"İçtihat Metni"
MAHKEMESİ : Konya Bölge Adliye Mahkemesi 2. Hukuk Dairesi
SAYISI : 2022/1882 E., 2023/311 K.
KARAR : İstinaf başvurusunun esastan reddi
İLK DERECE MAHKEMESİ : Aksaray 3. Aile Mahkemesi
SAYISI : 2019/229 E., 2022/220 K.
Taraflar arasındaki karşılıklı boşanma davasından dolayı yapılan yargılama sonunda İlk Derece Mahkemesince kadının davasının kabulü ile boşanma ve fer'îlerine, erkeğin birleştirilen davasının reddine karar verilmiştir.
Kararın davalı-davacı erkek vekili tarafından istinaf edilmesi üzerine, Bölge Adliye Mahkemesince başvurunun esastan reddine karar verilmiştir.
Bölge Adliye Mahkemesi kararı davalı-davacı erkek vekili tarafından temyiz edilmekle; kesinlik, süre, temyiz şartı ve diğer usul eksiklikleri yönünden yapılan ön inceleme sonucunda, temyiz dilekçesinin kabulüne karar verildikten ve Tetkik Hâkimi tarafından hazırlanan rapor dinlendikten sonra dosyadaki belgeler incelenip gereği düşünüldü:
I. DAVA
... kadın vekili dava ile birleştirilen davaya cevap dilekçesinde;tarafların 20.10.2017 tarihinde evlendiklerini, bu evliliklerinden ortak çocuklarının olmadığını, taraflar evlendikten 2 gün sonra erkeğin Almanya'ya gittiğini, tarafların Türkiye'de evlerinin olmadığını, erkeğin nikahtan sonra düğün yapılacağını söylemesine rağmen düğün yapmaktan vazgeçtiğini ve müvekkilini yanına almak için hiçbir işlem yapmadığını, ''bu tür masrafların altından kalmayacağım, şimdi buraya gelsen daha kötü olacak, sen buraya gelsen de evliliğimizin sonu yok, hiç hayal ettiğim gibi olmadı'' şeklinde söyleyerek müvekkilini istemediğini, yaş farkını sorun etmeye başladığını ve birlikte yaşamaktan kaçındığını, erkeğin iddialarının gerçek olmadığını ve kabul etmediklerini, evlilik birliğinin temelinden sarsıldığını beyanla tarafların boşanmalarına, müvekkili lehine aylık 3.000,00 TL tedbir ve yoksulluk nafakası ile 100.000,00 TL maddî ve 100.000,00 TL manevî tazminata, erkeğin davasının reddine karar verilmesini talep ve dava etmiştir.
II. CEVAP
1.Davalı-davacı erkek, davaya cevap vermemiştir.

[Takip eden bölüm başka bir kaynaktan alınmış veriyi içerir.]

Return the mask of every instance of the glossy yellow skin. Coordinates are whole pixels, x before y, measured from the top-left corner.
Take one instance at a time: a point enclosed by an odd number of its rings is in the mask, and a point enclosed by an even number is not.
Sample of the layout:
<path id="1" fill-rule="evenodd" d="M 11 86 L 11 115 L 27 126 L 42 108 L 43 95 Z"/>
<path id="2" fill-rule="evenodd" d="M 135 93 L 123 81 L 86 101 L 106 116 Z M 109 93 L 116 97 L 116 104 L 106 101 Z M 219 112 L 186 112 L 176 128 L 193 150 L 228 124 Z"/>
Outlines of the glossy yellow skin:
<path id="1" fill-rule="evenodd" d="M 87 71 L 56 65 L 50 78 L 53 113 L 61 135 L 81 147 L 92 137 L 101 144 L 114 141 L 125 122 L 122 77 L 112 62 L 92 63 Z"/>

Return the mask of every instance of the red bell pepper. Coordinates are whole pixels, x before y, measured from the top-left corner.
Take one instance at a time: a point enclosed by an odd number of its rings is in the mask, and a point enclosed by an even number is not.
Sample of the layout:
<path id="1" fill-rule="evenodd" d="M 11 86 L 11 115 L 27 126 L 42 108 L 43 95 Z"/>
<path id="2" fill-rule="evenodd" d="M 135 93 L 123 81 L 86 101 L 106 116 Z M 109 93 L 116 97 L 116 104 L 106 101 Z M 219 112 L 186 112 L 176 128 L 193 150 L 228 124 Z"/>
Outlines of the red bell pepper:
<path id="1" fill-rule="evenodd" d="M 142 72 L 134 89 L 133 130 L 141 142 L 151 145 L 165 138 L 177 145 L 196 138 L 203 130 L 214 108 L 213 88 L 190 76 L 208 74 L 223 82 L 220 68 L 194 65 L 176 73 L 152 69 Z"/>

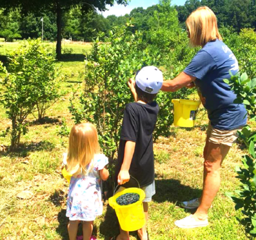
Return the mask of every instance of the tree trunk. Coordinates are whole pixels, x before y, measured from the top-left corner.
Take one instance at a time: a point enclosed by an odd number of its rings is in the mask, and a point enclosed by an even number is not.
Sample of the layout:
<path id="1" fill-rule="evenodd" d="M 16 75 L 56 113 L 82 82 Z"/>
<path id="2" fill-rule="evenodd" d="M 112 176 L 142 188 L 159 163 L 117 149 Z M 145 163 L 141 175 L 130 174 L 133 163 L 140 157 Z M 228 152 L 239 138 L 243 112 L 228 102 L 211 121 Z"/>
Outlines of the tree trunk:
<path id="1" fill-rule="evenodd" d="M 60 3 L 57 1 L 57 44 L 56 46 L 56 54 L 57 59 L 59 59 L 61 56 L 61 8 Z"/>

2.Davalı-davacı erkek vekili birleştirilen dava ve cevaba cevap dilekçesinde özetle; tarafların görücü usulü evlendiklerini ve düğün yapmadıkları için bir araya gelemediklerini, kadının evliliğik birliği içerisinde bir başkası ile beraberlik yaşadığını, bir erkekle el ele tutuşarak resim çektirdiğini, müvekkilini aldattığını, müvekkiline daha önce başka birisiyle evlilik yaptığını da söylemediğini, resmi nikahtan sonra kadının isteklerinin bitmediğini ve sürekli müvekkilinden para istediğini, dil kursunda başarılı olamadığını, kadının müvekkilini kusurlu göstermeye çalıştığını ve kabul etmediklerini, evlilik birliğinin temelinden sarsıldığını beyanla tarafların boşanmalarına, müvekkili lehine 50.000,00 TL maddî ve 50.000,00 TL manevî tazminata, kadının davasının reddine karar verilmesini talep ve dava etmiştir.

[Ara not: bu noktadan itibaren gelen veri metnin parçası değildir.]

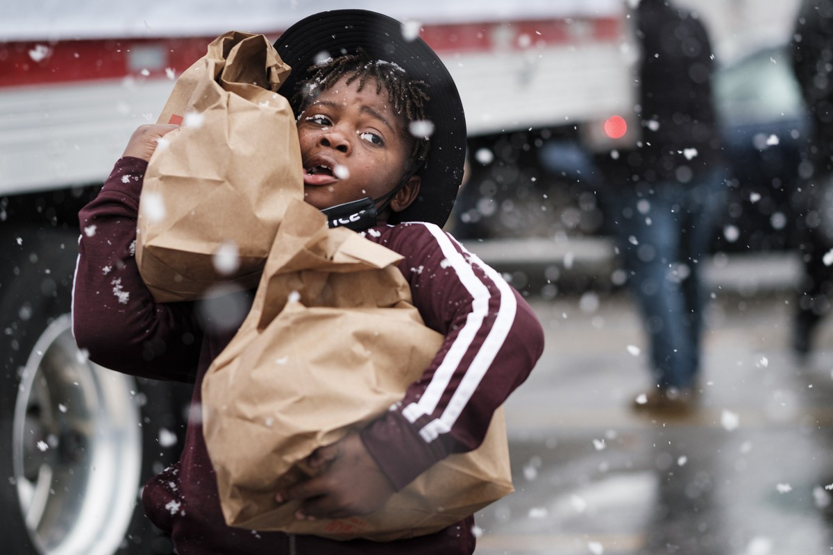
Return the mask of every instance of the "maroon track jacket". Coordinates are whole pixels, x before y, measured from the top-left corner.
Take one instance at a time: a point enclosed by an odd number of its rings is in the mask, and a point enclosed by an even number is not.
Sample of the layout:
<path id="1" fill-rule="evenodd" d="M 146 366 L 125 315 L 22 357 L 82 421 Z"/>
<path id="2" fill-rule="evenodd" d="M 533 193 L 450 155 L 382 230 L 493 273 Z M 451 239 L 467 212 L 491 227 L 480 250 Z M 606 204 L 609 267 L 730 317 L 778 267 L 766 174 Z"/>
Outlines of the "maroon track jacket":
<path id="1" fill-rule="evenodd" d="M 119 160 L 98 196 L 80 213 L 73 332 L 78 346 L 107 368 L 194 382 L 192 403 L 198 407 L 205 372 L 240 322 L 229 325 L 201 303 L 153 302 L 134 258 L 146 169 L 142 160 Z M 411 285 L 414 305 L 426 325 L 446 337 L 398 406 L 361 434 L 400 489 L 436 461 L 480 444 L 492 413 L 541 356 L 543 332 L 518 293 L 436 225 L 382 225 L 364 235 L 405 257 L 399 269 Z M 240 296 L 242 321 L 251 296 Z M 437 533 L 387 543 L 227 527 L 198 419 L 188 424 L 178 463 L 148 483 L 142 501 L 151 520 L 170 532 L 181 555 L 436 555 L 471 553 L 475 545 L 472 518 Z"/>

III. İLK DERECE MAHKEMESİ KARARI
İlk Derece Mahkemesinin yukarıda tarih ve sayısı belirtilen kararı ile; tarafların resmi nikahından iki gün sonra erkeğin yurt dışına çıktığı, ancak eşini yanına almak için resmi bir girişimde bulunmadığı, söz verdiği şekilde düğün de yapmadığı, bir arada yaşamaktan kaçındığı, taraflar arasında fiili ayrılığın ve evlilik birliğinin devamına imkan vermeyen bir geçimsizliğin mevcut olduğu, birliğinin devamında eşler yönünden korunmaya değer bir yarar kalmadığı ve temelinden sarsıldığının anlaşıldığı, erkek tanıklarının, tarafların yaşantısına ve iddia edilen vakıalara dair bilgi ve görgülerinin olmadığı, taraflar arasındaki fiili ayrılığın ise boşanmaya sebebiyet vermediği, kadına atfedilen kusurlu davranışların ispatlanamadığı, boşanmaya sebebiyet veren olaylarda erkeğin kusurlu olduğu gerekçesi ile erkeğin birleştirilen davasının reddine, kadının asıl davasının kabulüne, 4721 sayılı Türk Medeni Kanunu'nun (4721 sayılı Kanun) 166 ncı maddesinin birinci fıkrası gereğince tarafların boşanmalarına, kadın lehine 500,00 TL tedbir ve 12.000,00 TL toptan yoksulluk nafakası ile 20.000,00 TL maddî tazminata, kadının manevî tazminat talebinin reddine karar verilmiştir.
IV. İSTİNAF
A. İstinaf Yoluna Başvuranlar
İlk Derece Mahkemesinin yukarıda belirtilen kararına karşı süresi içinde davalı-davacı erkek vekili istinaf başvurusunda bulunmuştur.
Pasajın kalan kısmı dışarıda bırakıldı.